Fernanda Quintero, extrañada de la respuesta de aquel individuo, agradeció molesta entre dientes y se retiró discretamente, buscando entre las carpas de Xochimilco flores que dieran vida al centro de aquel monstruoso laberinto. Buscó entre aquella algarabía y tumulto, algo que llamara su atención, pero no podía sacar de su cabeza aquellas rosas cuya belleza solo se comparaba con la sonrisa de Fernanda. Regresó de nuevo a donde el mercader y esta vez, sin titubear en ningún momento, mandó llamar frente al mercader a dos de sus hombres. Estos, tan gordos y fofos como dos gorilas gigantes, calvos y barbudos, dejaron caer a los pies del mercader dos bolsas repletas con diez mil monedas de plata fina. Fernanda, dijo al mercader: "Mandaré por ellas hoy en la tarde". El mercader enmudeció y casi sin movimiento alguno, asintió sin nada más que decir. Fernanda Quintero salió del mercado acompañada de sus dos gorilas amaestrados, quienes no miraban más allá de lo que su mente les permitía; fríos y mudos, acompañaron a aquella belleza hasta su automóvil para irse, lo más seguro, al país de las ilusiones de todo pobre, en donde se desayuna con porcelana y el dinero es solo un artículo más de reciclaje.

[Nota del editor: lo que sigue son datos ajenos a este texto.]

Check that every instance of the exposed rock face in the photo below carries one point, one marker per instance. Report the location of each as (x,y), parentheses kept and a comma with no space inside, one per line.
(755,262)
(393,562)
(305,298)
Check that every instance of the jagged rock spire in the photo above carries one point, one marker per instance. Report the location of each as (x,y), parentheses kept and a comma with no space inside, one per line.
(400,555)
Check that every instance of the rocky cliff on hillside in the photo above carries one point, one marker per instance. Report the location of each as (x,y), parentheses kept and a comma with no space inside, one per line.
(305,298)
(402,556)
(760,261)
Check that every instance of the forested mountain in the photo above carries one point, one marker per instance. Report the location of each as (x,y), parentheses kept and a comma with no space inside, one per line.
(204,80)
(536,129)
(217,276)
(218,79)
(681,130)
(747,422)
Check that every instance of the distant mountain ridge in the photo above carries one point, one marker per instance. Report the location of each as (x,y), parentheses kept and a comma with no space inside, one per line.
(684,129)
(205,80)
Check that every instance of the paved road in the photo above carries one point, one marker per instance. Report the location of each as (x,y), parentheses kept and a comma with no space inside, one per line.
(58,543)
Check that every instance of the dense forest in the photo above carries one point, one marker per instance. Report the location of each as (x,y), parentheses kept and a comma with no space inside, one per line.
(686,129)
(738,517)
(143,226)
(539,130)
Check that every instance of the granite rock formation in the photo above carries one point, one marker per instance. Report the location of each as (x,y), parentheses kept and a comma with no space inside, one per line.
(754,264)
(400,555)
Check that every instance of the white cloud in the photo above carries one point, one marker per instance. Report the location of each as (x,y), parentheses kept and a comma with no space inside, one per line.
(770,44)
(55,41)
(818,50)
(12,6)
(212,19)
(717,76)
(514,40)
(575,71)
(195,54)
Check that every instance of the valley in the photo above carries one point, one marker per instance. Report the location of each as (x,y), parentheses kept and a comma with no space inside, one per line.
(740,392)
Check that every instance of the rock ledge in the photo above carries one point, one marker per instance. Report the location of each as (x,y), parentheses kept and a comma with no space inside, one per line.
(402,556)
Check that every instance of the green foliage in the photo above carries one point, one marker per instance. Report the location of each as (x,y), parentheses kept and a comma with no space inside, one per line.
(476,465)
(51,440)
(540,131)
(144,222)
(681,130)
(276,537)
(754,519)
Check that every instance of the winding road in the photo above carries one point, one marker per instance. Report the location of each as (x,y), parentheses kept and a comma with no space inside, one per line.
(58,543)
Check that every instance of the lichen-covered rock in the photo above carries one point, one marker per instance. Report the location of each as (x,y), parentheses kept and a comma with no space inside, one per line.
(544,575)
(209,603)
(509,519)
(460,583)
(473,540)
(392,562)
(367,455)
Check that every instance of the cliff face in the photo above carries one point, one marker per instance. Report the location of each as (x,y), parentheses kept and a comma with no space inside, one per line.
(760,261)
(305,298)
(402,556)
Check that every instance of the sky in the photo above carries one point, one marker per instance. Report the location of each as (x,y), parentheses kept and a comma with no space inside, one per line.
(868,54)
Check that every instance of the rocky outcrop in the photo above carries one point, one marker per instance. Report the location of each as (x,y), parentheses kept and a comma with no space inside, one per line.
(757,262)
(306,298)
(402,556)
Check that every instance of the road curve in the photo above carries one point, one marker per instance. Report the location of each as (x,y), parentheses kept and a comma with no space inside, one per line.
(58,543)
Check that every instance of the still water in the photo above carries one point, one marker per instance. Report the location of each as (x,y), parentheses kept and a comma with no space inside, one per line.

Cuando Fernanada Quintero escuchó las palabras de su jardinero, una sonrisa de impotencia, oprimida por la ira de tal derroche de dinero, se dibujó en su rostro. Y la carta decía:
"Mi señora
Lamento mucho que usted no reciba sus rosas. Disculpe usted tal atrevimiento, pero como le dije, mis rosas las ha de conocer el mundo y no solo un par de ojos atrapados en el cuerpo deseado por cada hombre de esta ciudad. Así mismo, siento informarle que no hay rosas para su jardín. Dejo con usted esta rosa blanca, esperando que usted sea consiente de que sus ojos, sus labios, su cuerpo e incluso, su dinero, no son suficientes para comprar a un hombre que cultiva belleza en un mundo de agonías".
Y mientras Fernanda Quintero, sentada en aquella silla cual trono al centro del pórtico, arrugaba con irá aquella carta desgraciada, fumó de su cigarrillo y miró al cielo con rabia. Un viento suave arranco de su mano aquella carta y mientras un par de cenizas la acompañaban, Fernanda Quintero guardo silencio. Y la lluvia comenzó a caer.